KDE Developer Demos Seamless Crash Recovery in QtWayland

KDE developer David Edmundson has demoed a new feature being incorporated in Plasma, one that will allow seamless recovery from crashes....
KDE Developer Demos Seamless Crash Recovery in QtWayland
Written by Matt Milano
  • KDE developer David Edmundson has demoed a new feature being incorporated in Plasma, one that will allow seamless recovery from crashes.

    The Linux world is in the midst of a transition from the old X11 display server to the newer Wayland protocol. At the same time, KDE is transitioning the Plasma desktop environment (DE) and apps to version 6 of the underlying Qt toolkit.

    Together, these changes are providing a unique opportunity for KDE developers to build in seamless crash recovery when the display server crashes, as Edmundson explains in his blog:

    Right now if you restart pulseaudio your sound might cut out, restart NetworkManager and you lose your wifi, restart an X11 window manager and your decorations disappear.

    But within a second it’s all back to normal exactly where you left off with everything recovering fine.

    This isn’t true for display servers. If X11 restarts you’re back at the login prompt. All drafts lost, games unsaved, work wasted.

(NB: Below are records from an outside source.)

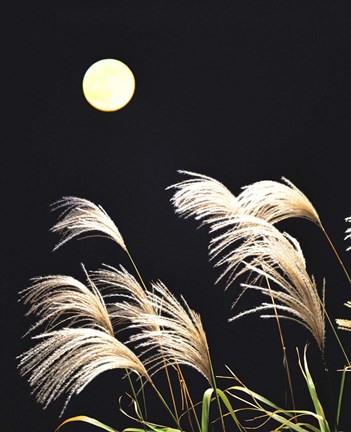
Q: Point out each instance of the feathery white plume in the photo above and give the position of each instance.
(274, 201)
(202, 197)
(60, 299)
(66, 360)
(82, 216)
(128, 298)
(344, 324)
(268, 254)
(176, 332)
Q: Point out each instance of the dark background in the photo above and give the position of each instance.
(238, 90)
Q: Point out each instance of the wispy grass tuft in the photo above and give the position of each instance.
(80, 216)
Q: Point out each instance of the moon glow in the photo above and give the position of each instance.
(108, 85)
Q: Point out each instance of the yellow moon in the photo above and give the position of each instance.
(108, 85)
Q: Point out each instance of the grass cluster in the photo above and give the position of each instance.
(77, 323)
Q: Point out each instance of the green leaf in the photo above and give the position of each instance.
(205, 414)
(89, 420)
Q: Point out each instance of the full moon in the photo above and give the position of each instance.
(108, 85)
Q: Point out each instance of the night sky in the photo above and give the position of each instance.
(238, 90)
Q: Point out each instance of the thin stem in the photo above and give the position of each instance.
(340, 398)
(336, 336)
(164, 361)
(215, 390)
(166, 405)
(285, 357)
(135, 397)
(187, 395)
(323, 305)
(336, 254)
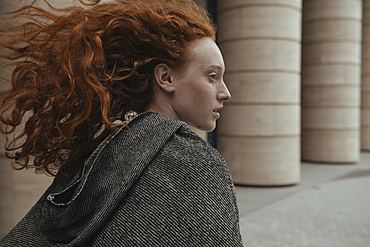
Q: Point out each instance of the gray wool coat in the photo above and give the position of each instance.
(157, 184)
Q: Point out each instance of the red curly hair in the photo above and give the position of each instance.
(79, 69)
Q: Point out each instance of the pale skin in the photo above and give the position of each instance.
(194, 93)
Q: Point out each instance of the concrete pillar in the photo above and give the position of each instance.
(331, 59)
(259, 131)
(365, 78)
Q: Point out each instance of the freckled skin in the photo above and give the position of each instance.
(198, 87)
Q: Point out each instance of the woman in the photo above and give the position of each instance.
(147, 181)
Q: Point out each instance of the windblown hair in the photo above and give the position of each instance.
(79, 69)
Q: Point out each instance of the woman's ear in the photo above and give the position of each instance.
(163, 77)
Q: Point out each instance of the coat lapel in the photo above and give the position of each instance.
(71, 215)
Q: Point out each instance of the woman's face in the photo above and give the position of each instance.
(199, 88)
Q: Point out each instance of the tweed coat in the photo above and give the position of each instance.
(154, 184)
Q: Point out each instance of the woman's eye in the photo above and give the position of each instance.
(213, 76)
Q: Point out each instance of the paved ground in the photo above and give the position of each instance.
(329, 208)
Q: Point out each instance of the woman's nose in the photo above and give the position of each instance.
(224, 93)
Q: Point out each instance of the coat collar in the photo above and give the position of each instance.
(72, 214)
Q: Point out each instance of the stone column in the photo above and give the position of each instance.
(259, 130)
(331, 59)
(365, 78)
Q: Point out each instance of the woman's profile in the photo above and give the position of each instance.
(101, 97)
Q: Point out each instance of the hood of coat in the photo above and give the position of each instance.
(78, 208)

    Edmundson details how QtWayland 6.6 provides a way to overcome this issue:

    The solution for this? Instead of exiting when the compositor closes, simply…don’t!

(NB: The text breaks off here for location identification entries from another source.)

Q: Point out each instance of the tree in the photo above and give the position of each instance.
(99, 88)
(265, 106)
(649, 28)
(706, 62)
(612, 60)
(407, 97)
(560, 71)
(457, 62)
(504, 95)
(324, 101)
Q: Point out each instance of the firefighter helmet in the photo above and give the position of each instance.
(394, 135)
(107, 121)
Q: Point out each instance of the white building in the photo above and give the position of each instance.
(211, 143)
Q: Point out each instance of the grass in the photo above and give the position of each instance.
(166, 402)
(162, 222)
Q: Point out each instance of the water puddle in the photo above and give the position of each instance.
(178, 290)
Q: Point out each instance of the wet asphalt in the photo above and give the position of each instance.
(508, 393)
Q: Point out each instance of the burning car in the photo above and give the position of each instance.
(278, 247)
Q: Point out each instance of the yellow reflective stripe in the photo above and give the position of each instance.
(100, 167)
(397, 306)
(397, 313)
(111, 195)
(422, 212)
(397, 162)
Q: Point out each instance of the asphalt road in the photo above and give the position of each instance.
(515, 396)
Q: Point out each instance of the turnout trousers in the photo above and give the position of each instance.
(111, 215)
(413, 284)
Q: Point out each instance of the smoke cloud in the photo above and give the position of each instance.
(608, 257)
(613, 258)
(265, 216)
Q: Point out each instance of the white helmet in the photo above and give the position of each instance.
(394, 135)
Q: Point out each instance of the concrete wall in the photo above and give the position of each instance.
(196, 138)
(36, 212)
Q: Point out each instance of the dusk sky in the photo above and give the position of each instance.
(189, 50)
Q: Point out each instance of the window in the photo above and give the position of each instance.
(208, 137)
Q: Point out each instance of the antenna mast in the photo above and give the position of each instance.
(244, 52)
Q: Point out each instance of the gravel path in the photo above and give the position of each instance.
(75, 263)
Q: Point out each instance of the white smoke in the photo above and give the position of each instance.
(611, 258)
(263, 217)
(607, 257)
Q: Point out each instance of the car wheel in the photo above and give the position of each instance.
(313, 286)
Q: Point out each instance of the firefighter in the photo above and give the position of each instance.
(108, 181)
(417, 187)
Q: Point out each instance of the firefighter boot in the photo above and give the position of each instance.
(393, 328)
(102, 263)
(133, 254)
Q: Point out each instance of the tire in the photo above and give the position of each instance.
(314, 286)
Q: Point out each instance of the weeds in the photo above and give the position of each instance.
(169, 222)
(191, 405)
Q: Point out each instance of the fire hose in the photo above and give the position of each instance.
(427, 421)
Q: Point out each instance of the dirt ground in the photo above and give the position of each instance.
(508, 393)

    If we could connect to a new compositor we just need to send the right amount of information to bring it in sync and notify the application code of any changes to bring this in sync.

    For Qt applications all this information is handled in the backend, in the Wayland Qt Platform Abstraction (QPA).

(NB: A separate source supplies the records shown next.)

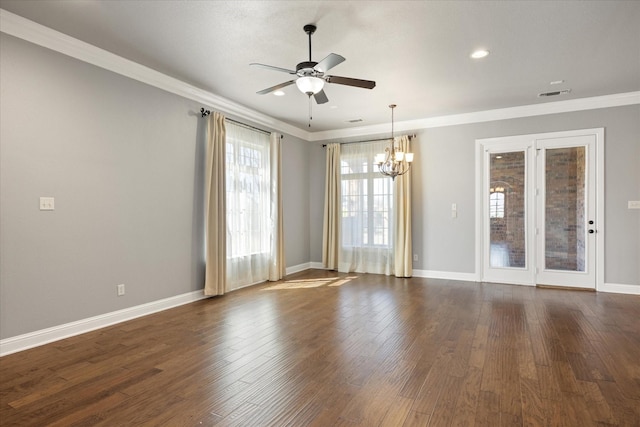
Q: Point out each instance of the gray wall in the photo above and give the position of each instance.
(124, 162)
(444, 173)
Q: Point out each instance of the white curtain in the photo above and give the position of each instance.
(215, 202)
(277, 266)
(331, 228)
(249, 225)
(367, 211)
(402, 213)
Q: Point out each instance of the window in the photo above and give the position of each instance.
(249, 225)
(366, 224)
(496, 204)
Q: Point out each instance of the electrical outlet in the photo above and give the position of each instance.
(47, 204)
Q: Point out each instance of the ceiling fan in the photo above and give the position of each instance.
(311, 75)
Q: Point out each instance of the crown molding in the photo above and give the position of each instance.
(592, 103)
(46, 37)
(30, 31)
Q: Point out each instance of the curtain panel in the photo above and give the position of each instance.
(277, 266)
(402, 203)
(215, 207)
(331, 222)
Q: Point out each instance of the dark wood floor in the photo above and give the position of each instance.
(328, 349)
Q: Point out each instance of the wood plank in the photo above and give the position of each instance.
(323, 348)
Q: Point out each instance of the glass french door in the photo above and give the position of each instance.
(566, 218)
(539, 210)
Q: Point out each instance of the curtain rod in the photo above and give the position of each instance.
(205, 113)
(369, 140)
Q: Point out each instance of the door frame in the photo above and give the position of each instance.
(516, 140)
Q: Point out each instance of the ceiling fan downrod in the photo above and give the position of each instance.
(309, 29)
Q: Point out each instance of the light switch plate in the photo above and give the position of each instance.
(47, 204)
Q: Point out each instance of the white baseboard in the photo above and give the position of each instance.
(45, 336)
(298, 268)
(620, 289)
(448, 275)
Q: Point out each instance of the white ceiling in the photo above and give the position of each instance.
(416, 51)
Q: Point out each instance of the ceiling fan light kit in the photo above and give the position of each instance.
(311, 76)
(310, 85)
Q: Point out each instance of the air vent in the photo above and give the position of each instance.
(554, 93)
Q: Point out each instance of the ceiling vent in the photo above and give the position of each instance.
(554, 93)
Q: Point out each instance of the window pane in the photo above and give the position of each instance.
(507, 210)
(565, 186)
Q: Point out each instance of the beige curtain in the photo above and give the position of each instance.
(402, 204)
(331, 233)
(215, 208)
(277, 266)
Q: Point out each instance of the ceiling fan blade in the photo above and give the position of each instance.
(329, 62)
(276, 87)
(271, 67)
(366, 84)
(321, 97)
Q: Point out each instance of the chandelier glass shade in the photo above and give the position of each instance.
(309, 84)
(393, 162)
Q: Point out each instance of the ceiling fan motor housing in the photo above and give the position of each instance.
(306, 69)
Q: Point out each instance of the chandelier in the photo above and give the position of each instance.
(393, 162)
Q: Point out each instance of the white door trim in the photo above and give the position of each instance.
(600, 194)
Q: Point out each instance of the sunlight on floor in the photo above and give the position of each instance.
(310, 283)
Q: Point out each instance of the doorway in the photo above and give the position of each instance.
(538, 201)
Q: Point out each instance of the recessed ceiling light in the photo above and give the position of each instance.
(480, 53)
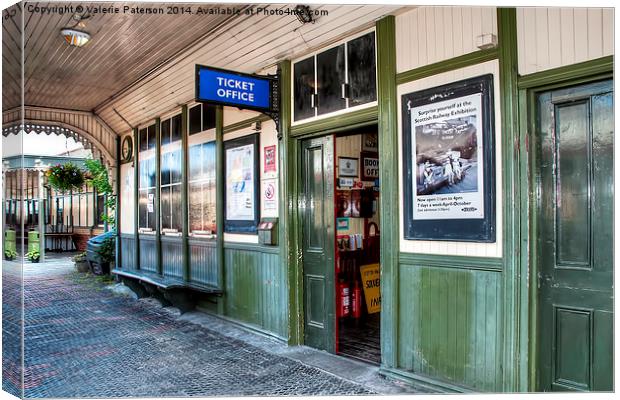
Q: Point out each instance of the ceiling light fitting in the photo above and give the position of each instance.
(74, 37)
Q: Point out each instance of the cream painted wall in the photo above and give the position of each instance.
(428, 35)
(445, 247)
(553, 37)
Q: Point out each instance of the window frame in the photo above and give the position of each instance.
(348, 108)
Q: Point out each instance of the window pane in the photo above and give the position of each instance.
(209, 208)
(152, 138)
(142, 209)
(151, 214)
(175, 166)
(195, 207)
(303, 88)
(151, 171)
(208, 117)
(165, 132)
(195, 162)
(165, 207)
(143, 139)
(362, 70)
(208, 157)
(165, 168)
(195, 119)
(330, 77)
(175, 204)
(177, 120)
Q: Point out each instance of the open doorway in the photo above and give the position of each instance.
(357, 257)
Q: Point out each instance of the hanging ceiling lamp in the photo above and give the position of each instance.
(74, 37)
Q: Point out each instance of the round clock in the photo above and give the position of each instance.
(127, 148)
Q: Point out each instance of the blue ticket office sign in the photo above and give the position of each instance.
(235, 89)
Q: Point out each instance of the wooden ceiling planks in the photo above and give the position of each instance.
(143, 65)
(263, 47)
(123, 48)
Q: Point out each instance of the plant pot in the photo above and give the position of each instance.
(81, 266)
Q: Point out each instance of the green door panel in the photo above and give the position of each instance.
(317, 214)
(574, 208)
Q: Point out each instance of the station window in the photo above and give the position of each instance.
(146, 184)
(201, 180)
(335, 79)
(171, 132)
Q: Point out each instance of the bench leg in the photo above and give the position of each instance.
(181, 299)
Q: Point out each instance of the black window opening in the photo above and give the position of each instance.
(201, 118)
(147, 179)
(336, 79)
(171, 159)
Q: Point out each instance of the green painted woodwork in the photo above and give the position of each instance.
(589, 71)
(184, 191)
(575, 73)
(255, 290)
(451, 64)
(117, 214)
(454, 336)
(455, 262)
(158, 196)
(245, 123)
(388, 165)
(219, 200)
(573, 147)
(136, 219)
(338, 123)
(288, 214)
(512, 332)
(317, 244)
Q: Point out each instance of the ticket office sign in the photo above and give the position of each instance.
(236, 89)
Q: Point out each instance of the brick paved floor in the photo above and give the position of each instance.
(82, 340)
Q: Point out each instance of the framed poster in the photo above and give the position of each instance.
(370, 166)
(370, 142)
(347, 166)
(449, 162)
(241, 198)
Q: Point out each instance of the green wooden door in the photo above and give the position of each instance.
(574, 191)
(317, 214)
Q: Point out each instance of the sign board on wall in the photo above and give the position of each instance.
(241, 196)
(448, 154)
(236, 89)
(371, 281)
(269, 198)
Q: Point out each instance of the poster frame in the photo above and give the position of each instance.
(244, 226)
(465, 229)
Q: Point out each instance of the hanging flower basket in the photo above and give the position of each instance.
(65, 177)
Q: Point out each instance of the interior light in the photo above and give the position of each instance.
(74, 37)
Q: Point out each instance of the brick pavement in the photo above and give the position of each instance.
(84, 341)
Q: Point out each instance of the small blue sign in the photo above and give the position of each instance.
(232, 88)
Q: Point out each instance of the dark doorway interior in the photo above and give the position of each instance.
(357, 268)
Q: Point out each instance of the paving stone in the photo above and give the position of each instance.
(82, 340)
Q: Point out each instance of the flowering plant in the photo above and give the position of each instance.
(65, 177)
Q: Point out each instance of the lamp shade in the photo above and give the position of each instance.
(74, 37)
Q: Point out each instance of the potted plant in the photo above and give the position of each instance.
(65, 177)
(33, 256)
(10, 254)
(80, 262)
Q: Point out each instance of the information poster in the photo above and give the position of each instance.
(447, 146)
(371, 279)
(240, 183)
(449, 162)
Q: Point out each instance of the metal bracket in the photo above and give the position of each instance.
(274, 114)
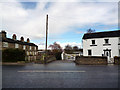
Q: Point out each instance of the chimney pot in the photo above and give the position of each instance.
(28, 40)
(3, 34)
(22, 39)
(14, 36)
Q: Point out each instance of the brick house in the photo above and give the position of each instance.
(30, 48)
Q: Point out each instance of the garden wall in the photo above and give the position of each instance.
(117, 60)
(91, 60)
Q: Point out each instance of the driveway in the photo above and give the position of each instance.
(60, 74)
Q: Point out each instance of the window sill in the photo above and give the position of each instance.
(93, 45)
(106, 44)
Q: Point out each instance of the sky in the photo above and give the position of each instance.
(67, 20)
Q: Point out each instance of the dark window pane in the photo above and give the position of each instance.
(93, 41)
(107, 41)
(89, 52)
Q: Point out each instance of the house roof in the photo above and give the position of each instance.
(9, 40)
(102, 34)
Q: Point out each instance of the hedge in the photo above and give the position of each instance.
(13, 55)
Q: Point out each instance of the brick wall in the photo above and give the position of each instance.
(117, 60)
(91, 60)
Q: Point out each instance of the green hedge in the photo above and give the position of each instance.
(13, 55)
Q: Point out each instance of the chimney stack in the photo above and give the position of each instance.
(22, 39)
(28, 40)
(3, 34)
(14, 37)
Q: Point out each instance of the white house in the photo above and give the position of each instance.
(102, 44)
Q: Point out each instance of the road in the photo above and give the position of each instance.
(60, 74)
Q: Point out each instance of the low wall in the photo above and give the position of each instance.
(91, 60)
(117, 60)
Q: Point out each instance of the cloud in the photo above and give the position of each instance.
(63, 16)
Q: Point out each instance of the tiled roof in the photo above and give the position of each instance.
(102, 34)
(17, 41)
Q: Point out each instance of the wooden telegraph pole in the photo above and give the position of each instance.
(46, 32)
(45, 60)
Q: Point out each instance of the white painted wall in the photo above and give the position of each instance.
(98, 50)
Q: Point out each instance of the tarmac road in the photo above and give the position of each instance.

    Qt already has to handle screens and input devices being removed, clipboards being revoked and drag and drops cancelled. Supporting a whole reset isn’t introducing any new work, we just have to trigger all of these actions at once, then reconnect to the newly restored compositor and restore our contents.

    Applications already have to support all of these events too as well as handle callbacks to redraw buffers. There’s no changes needed at an application code level, it’s all done as transparently as possible.

    Edmundson says there are other potential benefits down the road, including the ability to seamlessly perform updates in place that would normally require logging out and back in.

    The KDE developers are also upstreaming these changes so other toolkits can use them, with “pending patches for GTK, SDL and even XWayland, with key parts of SDL merged but disabled already.”

    The feature is a significant improvement for the Linux desktop and will hopefully be widely adopted across desktops and distributions.